すべての仕事は10分で 元LINE森川氏の時間管理術
八重洲ブックセンター本店

上りエスカレーターを2階で降りた正面に特設ワゴンを設置して陳列する(八重洲ブックセンター本店)
ビジネス街の書店をめぐりながら、その時々のその街の売れ筋本をウオッチしていくシリーズ。今回は定点観測している八重洲ブックセンター本店だ。ベストセラーの上位はめまぐるしく入れ替わっているが、店頭での売れ行きとなると、今年前半の売れ筋本がそのまま好調を維持している。そんな中、書店員が注目するのは、5月下旬の発売以来安定して売れ続けている元LINEの最高経営責任者(CEO)による、スピード仕事術の本だった。
自ら突き詰めた仕事術を公開
その本は森川亮『すべての仕事は10分で終わる』(SBクリエイティブ)。森川氏はLINEの元CEOとして名高い。今は若い女性向けのウェブ動画メディア、C channelを興し、社長として事業を指揮する。そんな仕事師が30代までのサラリーマン時代から積み上げ、突き詰めた仕事術を体系的にまとめ上げた本だ。「個人の職務スキル、そして企業価値として私が一貫してこだわっているのは『スピード感』です」と言うだけあって、「自分の生産性を上げる方法をいろいろ模索されている方にとっては、ヒントになる要素を詰め込めた」と自負する一冊だ。

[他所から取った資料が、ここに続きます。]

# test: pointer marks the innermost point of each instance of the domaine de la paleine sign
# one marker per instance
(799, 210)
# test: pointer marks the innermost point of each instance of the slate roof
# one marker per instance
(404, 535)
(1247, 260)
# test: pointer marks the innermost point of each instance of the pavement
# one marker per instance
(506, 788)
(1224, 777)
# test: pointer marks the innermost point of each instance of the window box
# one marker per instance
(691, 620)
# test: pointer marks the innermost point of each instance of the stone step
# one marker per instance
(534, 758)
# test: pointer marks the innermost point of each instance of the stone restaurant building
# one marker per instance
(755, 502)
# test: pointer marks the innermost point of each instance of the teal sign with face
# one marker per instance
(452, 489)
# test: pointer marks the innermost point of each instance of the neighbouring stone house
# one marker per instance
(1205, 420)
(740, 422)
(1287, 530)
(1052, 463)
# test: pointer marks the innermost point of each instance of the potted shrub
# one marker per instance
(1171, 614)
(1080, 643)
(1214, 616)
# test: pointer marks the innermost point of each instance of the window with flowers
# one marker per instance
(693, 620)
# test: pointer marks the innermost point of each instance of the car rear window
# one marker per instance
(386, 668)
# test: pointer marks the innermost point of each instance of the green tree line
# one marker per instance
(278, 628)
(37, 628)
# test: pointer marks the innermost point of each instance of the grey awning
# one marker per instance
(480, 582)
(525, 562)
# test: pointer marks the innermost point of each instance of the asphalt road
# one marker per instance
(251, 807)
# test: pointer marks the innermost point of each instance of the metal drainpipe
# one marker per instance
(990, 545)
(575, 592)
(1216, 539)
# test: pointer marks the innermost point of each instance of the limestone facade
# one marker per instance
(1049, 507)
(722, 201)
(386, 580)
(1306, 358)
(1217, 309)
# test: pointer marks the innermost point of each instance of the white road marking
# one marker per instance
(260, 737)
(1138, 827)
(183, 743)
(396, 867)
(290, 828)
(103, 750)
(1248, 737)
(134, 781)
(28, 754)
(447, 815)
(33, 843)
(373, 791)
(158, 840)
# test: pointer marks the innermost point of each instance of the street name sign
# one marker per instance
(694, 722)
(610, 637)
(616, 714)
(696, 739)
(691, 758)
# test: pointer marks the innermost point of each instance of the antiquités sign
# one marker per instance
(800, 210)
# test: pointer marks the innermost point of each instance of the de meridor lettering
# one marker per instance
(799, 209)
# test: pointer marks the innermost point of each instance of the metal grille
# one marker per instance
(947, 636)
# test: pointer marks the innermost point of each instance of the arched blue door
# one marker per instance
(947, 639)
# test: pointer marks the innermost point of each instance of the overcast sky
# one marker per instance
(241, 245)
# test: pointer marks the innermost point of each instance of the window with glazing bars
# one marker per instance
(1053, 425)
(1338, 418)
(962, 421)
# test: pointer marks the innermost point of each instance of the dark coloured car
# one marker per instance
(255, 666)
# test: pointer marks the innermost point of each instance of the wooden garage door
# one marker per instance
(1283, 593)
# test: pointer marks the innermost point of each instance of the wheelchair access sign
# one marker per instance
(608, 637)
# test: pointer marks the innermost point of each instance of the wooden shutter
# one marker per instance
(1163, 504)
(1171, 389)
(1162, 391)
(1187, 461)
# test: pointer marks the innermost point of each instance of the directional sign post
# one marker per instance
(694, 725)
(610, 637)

考え方はタイトルに集約されているように「仕事は10分」ということだ。どんな仕事もこの区切りを意識して仕事する。大きめの仕事でも10分くらいで終わるサイズに分け、TODOとして考えるという。この単位が仕事にスピード感を生み出す。例えば、プレゼン資料を作るという仕事は、プレゼンの構成を作る(10分)、必要なデータを用意する(10分)、各ページにキーワードと必要なデータをはる(10分)といった形に分解される。
ジョブとタスクに分ける
そうした分解能を支えるのは、ジョブとタスクを分けて考えるという発想。ジョブは頭を使わないといけない仕事、タスクは頭を使わずにできる仕事で、タスクは10分単位で小分けして隙間時間などを利用しながらこなす一方、ジョブの方は早朝や深夜、週末などにたっぷり時間をかけて深掘りや思考のストレッチに励むという。